A few days later, I went to the San Francisco Zen Center and meditated in the zendo and then heard a dharma talk. Sam met me after the talk and we had lunch together there and then walked downtown.

It feels now as if there are just two kinds of days: if I work, it’s a Monday, and if I don’t, it’s Saturday! Each week there are two or three Mondays and all the other days are Saturdays.

One weekend at work I visited a woman whose baby was threatening to be born way too soon. I led her in a guided meditation that felt very awkward for some reason. I was sure she was thinking that it was terrible and that I had no idea what I was doing, but afterward, she said it had been very relaxing, and when her nurse came in, she said I had nearly put her to sleep. (Which was good. Slumber is not normally a goal of mindfulness meditation, but I consider it a success when a patient falls asleep, because it’s tiring on every level to be in the hospital.)

I also saw a fellow who a year ago was at the Truly Wonderful Medical Center, where he was visited by a wonderful woman chaplain—almost certainly one of my peers—who explained to him that she would be unable to meet for coffee or dinner after he was discharged from the hospital. He was still disgruntled about it, and blamed the hospital rather than the chaplain. He said that happy patients are more likely to make financial contributions to the hospital, and isn’t this desired by the hospital? If so, they would do well not to treat people “like they’re not even human beings.”

I was going to email my cohort and describe this, of course without using the patient’s name. Likely one of my peers would have said, “I remember that guy!” But I decided not to, because it wasn’t necessary—there was no good reason to do it—and because even though the patient wouldn’t knowingly be harmed, he would have indirectly been harmed by unwittingly becoming an object of humor or scorn, however mild and however fleeting. I feel increasingly protective of the patients I see.

I also want to be the very best chaplain I can be. I really love this job and would be devastated if I inadvertently did something that made me lose it. It brings out the best in me, just as going to my meditation group does. Going to work almost feels like going on a one-day meditation retreat. The day beforehand, I have a ritual of washing my glasses and shining my shoes, which are Ecco men’s shoes. They are very comfortable for walking to the hospital and up and down the stairs all day long, and they are very sober looking. When I put them on, I feel like I am the chaplain.

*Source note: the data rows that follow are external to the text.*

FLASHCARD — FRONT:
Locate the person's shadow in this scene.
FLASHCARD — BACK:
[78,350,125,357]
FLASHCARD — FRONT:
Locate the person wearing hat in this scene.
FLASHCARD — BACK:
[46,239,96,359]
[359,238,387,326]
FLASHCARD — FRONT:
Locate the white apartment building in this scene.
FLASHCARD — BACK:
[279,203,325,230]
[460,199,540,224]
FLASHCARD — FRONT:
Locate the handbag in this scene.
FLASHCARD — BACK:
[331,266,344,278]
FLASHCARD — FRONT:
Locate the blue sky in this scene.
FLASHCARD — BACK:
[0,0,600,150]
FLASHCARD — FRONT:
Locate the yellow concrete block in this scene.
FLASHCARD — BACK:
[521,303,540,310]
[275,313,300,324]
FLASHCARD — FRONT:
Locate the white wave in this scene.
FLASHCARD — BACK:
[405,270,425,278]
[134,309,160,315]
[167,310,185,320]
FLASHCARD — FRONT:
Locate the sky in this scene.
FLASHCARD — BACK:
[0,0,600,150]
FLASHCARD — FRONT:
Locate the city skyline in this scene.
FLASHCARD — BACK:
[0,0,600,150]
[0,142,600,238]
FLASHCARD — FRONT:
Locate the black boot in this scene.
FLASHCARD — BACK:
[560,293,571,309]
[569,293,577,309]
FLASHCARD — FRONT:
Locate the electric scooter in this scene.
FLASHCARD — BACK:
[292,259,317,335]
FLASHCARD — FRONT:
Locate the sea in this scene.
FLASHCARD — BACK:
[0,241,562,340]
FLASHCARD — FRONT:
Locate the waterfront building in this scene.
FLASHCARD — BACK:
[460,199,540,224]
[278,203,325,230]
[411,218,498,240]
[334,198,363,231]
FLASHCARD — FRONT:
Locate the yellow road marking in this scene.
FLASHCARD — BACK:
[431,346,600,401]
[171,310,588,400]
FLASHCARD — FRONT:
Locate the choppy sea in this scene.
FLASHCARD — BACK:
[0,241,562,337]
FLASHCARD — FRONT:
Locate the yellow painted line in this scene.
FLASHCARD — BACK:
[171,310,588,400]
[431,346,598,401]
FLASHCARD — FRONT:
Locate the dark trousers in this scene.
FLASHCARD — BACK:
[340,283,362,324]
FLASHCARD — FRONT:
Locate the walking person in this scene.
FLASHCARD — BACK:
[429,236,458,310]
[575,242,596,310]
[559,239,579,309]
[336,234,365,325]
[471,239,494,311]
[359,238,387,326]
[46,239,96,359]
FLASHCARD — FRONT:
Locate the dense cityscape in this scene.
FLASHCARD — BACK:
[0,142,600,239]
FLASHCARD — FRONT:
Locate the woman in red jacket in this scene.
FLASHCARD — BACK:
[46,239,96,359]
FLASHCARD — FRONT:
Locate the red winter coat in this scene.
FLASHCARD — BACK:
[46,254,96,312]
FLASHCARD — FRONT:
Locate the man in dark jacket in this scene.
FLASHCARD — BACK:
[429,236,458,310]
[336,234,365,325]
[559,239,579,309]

I now recollect, though, that there is also a sad memory associated with these shoes. Once I began CPE at the Truly Wonderful Medical Center, I realized I needed shoes that were more comfortable and planned a trip to a place downtown that specializes in such. It’s not far from where F. lives (or did live), and so I went to visit him, and then I went to the shoe store. With my free time so exceedingly limited, I was glad to be able to do these two important things on one afternoon. F. was irate. It went beyond his feeling that I should have spent every bit of my time with him and no time buying shoes. It was partly that, but he literally felt that I had viciously insulted him by having an errand to do after our visit, and he brought it up over and over and over in the months afterward.